As COVID-19 vaccinations increase and case rates decline, Fletcher said the county is primed to meet the state’s goal to drop the tier system for reopening by June 15. He reflected on the board’s tough decisions during the depths of the pandemic with the aim of keeping health care systems, particularly intensive care units, from being overwhelmed.
“Throughout COVID, there was no easy, good choice,” Fletcher said. “We daily faced a dilemma of a bad option and a worse option. So we took the bad option, recognizing that it was still bad but knowing the only other option to us was worse.”
Efforts to contain the disease revealed the flimsiness of county systems and programs addressing health care, homelessness, mental health, substance abuse and other issues, according to Fletcher.

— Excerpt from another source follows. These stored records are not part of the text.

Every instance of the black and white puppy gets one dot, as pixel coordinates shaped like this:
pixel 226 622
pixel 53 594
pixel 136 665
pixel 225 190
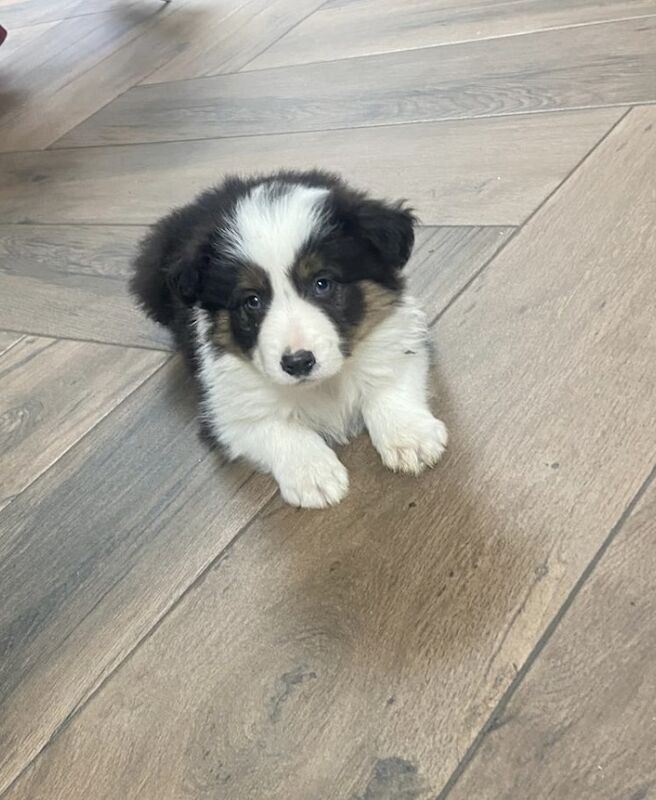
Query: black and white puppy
pixel 286 294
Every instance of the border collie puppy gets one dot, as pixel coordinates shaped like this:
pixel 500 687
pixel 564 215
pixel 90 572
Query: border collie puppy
pixel 286 294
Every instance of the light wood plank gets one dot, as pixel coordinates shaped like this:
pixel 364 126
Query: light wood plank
pixel 68 73
pixel 100 548
pixel 19 40
pixel 157 482
pixel 35 12
pixel 448 259
pixel 582 726
pixel 481 172
pixel 113 51
pixel 575 68
pixel 364 27
pixel 8 340
pixel 53 393
pixel 227 45
pixel 71 281
pixel 335 653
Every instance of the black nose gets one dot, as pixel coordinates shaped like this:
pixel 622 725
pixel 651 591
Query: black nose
pixel 298 363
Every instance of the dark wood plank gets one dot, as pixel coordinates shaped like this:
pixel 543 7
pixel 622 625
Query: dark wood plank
pixel 481 172
pixel 340 653
pixel 53 393
pixel 150 511
pixel 579 67
pixel 582 726
pixel 229 44
pixel 71 281
pixel 362 27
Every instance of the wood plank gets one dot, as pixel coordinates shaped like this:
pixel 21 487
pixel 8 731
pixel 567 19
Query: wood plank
pixel 113 51
pixel 71 281
pixel 35 12
pixel 8 340
pixel 338 653
pixel 19 40
pixel 227 47
pixel 444 263
pixel 364 27
pixel 580 67
pixel 100 548
pixel 480 172
pixel 135 540
pixel 581 725
pixel 53 393
pixel 68 73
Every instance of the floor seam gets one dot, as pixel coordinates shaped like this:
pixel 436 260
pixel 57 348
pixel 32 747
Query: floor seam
pixel 197 581
pixel 542 642
pixel 537 31
pixel 77 442
pixel 163 349
pixel 519 228
pixel 355 127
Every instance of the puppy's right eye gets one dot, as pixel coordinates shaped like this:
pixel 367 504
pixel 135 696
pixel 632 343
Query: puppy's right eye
pixel 253 302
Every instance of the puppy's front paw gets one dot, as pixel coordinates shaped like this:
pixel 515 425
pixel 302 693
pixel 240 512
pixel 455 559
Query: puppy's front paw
pixel 416 444
pixel 314 482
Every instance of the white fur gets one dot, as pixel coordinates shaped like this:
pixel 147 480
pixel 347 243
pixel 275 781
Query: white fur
pixel 284 429
pixel 269 227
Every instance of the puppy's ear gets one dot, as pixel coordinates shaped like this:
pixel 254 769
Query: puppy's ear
pixel 387 228
pixel 187 271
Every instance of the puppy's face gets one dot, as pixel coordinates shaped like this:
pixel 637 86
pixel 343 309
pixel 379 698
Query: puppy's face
pixel 297 274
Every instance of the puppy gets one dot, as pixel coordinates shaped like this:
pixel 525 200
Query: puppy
pixel 286 294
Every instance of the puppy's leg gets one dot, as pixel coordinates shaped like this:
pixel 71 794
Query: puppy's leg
pixel 308 472
pixel 401 426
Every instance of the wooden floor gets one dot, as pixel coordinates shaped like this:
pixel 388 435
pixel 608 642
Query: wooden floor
pixel 168 628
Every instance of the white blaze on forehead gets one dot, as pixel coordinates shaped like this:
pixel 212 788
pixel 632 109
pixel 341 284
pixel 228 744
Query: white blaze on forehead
pixel 272 223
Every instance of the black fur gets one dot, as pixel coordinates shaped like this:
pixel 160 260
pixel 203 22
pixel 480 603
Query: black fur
pixel 183 261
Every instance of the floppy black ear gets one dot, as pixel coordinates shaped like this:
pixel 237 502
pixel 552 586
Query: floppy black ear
pixel 171 266
pixel 376 236
pixel 388 228
pixel 186 271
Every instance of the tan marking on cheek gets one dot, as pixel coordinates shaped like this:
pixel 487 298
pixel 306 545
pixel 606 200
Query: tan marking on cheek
pixel 379 303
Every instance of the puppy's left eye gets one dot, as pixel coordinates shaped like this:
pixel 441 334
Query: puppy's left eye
pixel 323 286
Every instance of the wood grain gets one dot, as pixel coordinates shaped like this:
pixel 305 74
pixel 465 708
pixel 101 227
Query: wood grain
pixel 228 44
pixel 402 615
pixel 99 549
pixel 580 67
pixel 444 262
pixel 33 12
pixel 582 726
pixel 151 473
pixel 53 393
pixel 72 282
pixel 8 340
pixel 362 27
pixel 67 73
pixel 480 172
pixel 111 52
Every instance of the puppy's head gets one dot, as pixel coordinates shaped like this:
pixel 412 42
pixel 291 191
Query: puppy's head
pixel 296 270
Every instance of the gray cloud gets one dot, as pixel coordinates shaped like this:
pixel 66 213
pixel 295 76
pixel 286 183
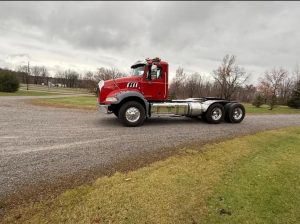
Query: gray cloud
pixel 195 35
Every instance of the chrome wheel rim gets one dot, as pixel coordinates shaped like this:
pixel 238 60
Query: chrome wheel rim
pixel 237 113
pixel 216 114
pixel 132 114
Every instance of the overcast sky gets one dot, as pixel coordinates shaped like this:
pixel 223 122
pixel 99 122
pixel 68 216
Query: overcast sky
pixel 195 35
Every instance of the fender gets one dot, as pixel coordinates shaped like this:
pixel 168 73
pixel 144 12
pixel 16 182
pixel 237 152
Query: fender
pixel 206 104
pixel 127 94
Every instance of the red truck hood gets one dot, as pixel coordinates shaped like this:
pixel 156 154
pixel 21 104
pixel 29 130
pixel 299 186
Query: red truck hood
pixel 122 82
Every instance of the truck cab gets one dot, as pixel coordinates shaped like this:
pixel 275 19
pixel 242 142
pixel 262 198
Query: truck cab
pixel 144 94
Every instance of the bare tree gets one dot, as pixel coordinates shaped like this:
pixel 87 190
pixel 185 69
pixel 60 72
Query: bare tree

“As we come out of this, I think COVID has shown us a lot of things that we can’t just look away from,” he said. “I think a lot of inequities in our society around access to health care, around underlying conditions, around economic injustice have been highlighted in a very substantive way in COVID. ... If you come out of COVID and not think we need a single-payer, universal health care system, I don’t think you’ve really seen what I’ve seen as we’ve gone through this.”
Fletcher rattled off a number of initiatives launched by the board, including mental health mobile crisis response teams, increasing capacity at treatment centers, allocating $85 million toward homelessness solutions and creating an Office of Labor Standards and Enforcement designed to protect workers.
“We’re working on and trying to move our county in a new direction,” Fletcher said. “Obviously a more progressive one but one that is more engaged and is investing more in helping our communities. For far too long, the board viewed its role exclusively in the unincorporated communities. I believe we have a very serious obligation countywide.”